After a compromise agreement with the state teachers’ union, Tennessee’s master-teacher incentive pay plan and career-ladder legislation are headed for floor action this week in the state’s General Assembly, having cleared its finance committees last week.
The finance panels approved the legislation after adopting amendments that a group of House sponsors had negotiated with the Tennesee Education Association.
The working out of those amendments won tea approval for the legislation, which the teachers’ union had opposed since Gov. Lamar Alexander last year introduced the concept of the statewide plan--the first such proposal in the country.
“We recommend to the teachers of this state the endorsement of the tentative agreement. ... We also endorse all taxes required to fund the program,” the union’s executive board said, endorsing the plan one year to the day after the Governor introduced it. Known then as the master-teacher bill, the measure is now officially the career-teacher legislation.
The legislature’s finance panels also approved a one-cent hike in the state’s 4.5-percent sales tax.

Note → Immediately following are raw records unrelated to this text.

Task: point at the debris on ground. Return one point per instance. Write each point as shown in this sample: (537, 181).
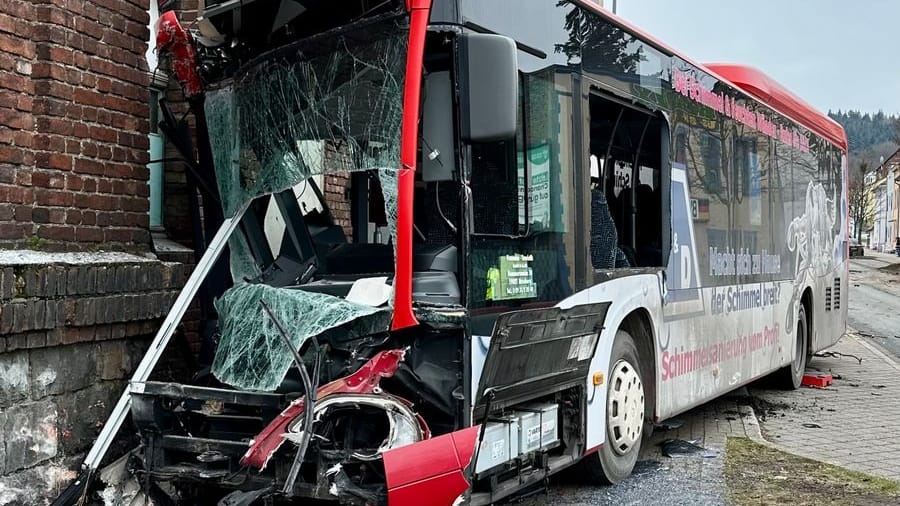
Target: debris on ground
(756, 474)
(670, 424)
(680, 447)
(835, 354)
(817, 380)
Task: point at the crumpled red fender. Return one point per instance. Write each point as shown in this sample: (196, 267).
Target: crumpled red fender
(364, 381)
(172, 38)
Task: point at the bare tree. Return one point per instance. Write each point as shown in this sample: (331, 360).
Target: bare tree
(862, 205)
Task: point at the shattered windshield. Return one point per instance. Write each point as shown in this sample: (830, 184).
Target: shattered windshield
(327, 105)
(319, 111)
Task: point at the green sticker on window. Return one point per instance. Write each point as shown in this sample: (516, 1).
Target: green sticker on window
(514, 279)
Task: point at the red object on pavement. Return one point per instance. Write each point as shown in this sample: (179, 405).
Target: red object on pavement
(364, 381)
(430, 472)
(172, 38)
(817, 380)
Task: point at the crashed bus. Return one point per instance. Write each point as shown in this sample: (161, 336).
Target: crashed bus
(468, 244)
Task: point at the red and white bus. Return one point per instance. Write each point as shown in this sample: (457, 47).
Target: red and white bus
(497, 238)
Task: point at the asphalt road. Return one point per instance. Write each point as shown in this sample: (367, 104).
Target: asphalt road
(874, 303)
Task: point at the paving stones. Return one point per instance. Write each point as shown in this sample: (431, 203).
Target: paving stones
(852, 423)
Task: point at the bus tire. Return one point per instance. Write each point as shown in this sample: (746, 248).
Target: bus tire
(626, 405)
(790, 377)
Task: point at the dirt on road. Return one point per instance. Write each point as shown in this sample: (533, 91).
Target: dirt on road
(756, 474)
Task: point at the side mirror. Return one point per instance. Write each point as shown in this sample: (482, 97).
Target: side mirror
(489, 84)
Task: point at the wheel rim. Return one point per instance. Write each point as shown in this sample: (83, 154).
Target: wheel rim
(624, 407)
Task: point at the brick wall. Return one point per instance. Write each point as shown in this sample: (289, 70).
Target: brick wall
(73, 124)
(72, 328)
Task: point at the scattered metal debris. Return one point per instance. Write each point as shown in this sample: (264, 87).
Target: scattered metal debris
(680, 447)
(835, 354)
(670, 424)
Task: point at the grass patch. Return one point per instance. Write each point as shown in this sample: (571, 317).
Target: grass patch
(757, 474)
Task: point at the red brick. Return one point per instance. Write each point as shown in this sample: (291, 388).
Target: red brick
(89, 166)
(88, 234)
(73, 217)
(53, 197)
(56, 232)
(74, 182)
(12, 230)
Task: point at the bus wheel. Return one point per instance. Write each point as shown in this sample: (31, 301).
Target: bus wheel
(625, 408)
(791, 376)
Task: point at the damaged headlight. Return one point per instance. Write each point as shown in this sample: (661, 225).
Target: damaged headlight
(363, 426)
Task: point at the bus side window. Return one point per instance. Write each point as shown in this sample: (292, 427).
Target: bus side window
(626, 197)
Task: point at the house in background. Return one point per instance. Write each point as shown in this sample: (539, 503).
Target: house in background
(884, 185)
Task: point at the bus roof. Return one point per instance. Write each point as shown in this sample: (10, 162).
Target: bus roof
(766, 89)
(749, 80)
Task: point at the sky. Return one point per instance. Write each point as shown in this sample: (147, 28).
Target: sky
(835, 54)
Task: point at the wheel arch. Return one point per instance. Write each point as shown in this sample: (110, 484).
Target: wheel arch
(807, 301)
(639, 324)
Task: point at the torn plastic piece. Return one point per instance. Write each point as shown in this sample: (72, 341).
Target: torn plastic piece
(365, 380)
(251, 354)
(431, 472)
(122, 487)
(670, 424)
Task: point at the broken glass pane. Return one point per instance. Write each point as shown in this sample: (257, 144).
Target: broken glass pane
(252, 354)
(340, 91)
(344, 90)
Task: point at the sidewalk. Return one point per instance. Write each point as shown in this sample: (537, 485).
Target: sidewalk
(853, 423)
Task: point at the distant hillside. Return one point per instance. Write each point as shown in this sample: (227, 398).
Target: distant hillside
(870, 136)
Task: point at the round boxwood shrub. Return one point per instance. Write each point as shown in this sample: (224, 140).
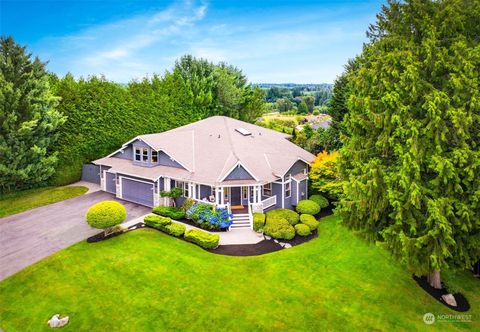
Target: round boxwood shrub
(310, 221)
(307, 206)
(291, 216)
(279, 228)
(320, 200)
(302, 229)
(106, 214)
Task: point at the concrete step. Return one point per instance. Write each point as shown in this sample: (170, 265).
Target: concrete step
(244, 222)
(234, 226)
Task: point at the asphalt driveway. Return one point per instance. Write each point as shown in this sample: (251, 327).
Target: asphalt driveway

That increase will bring in $281 million in new tax money next year and is the major source of financing for master-teacher and other proposed education measures.
The amendments that received the tea’s support are aimed mainly at protecting the power of local school systems and the rights of current teachers.
An estimated 36,000 of the state’s 46,000 teachers belong to the tea, an affiliate of the National Education Association.
Right to Review
Originally, the bill called for teacher evaluations by a state commission. These evaluations--at the second and third levels of the career ladder--will be conducted instead by local school systems. The state commission will retain the right to review and veto any and all evaluations.
The bill proposes that first-year teachers be “probationary,” a status that would include a one-year license. Probationary teachers would be required to pass a local evaluation in order to reach the second rung of the five-step career ladder, the three-year “apprentice” level.
The panels also approved an indefinite extension of the so-called “toe-in-the-water” provision. The career-ladder is optional for current teachers and originally they were to be allowed to put a “toe in the water"--to try out the system--and take up to five years before deciding to stay. As amended, the bill lets teachers exit from the system at any time.
The teachers’ organization was also concerned about the use of the National Teacher Examination to create a “fast track” to move current teachers into the system. A passing mark on the test, together with local school-board approval, would allow current teachers to jump to the third level of the career ladder, with its $1,000 annual supplement, thus skipping evaluation.
But spokesmen for the teachers’ group say they are wary of the use of the nte, and in the House the bill has been amended to let teachers move into the career ladder by going through a local staff-development program monitored by the state. The Senate version does not have this provision.
There has also been legislative discussion about reducing the $1,000 supplement and using that money this year for across-the-board raises for teachers of about 13 percent. However, the Senate appears unwilling to agree to that, and the Governor has expressed opposition as well.
Many lawmakers appear to be willing to try instead to find money to offer teachers a 10 percent raise. Governor Alexander is proposing a 7.5-percent pay increase.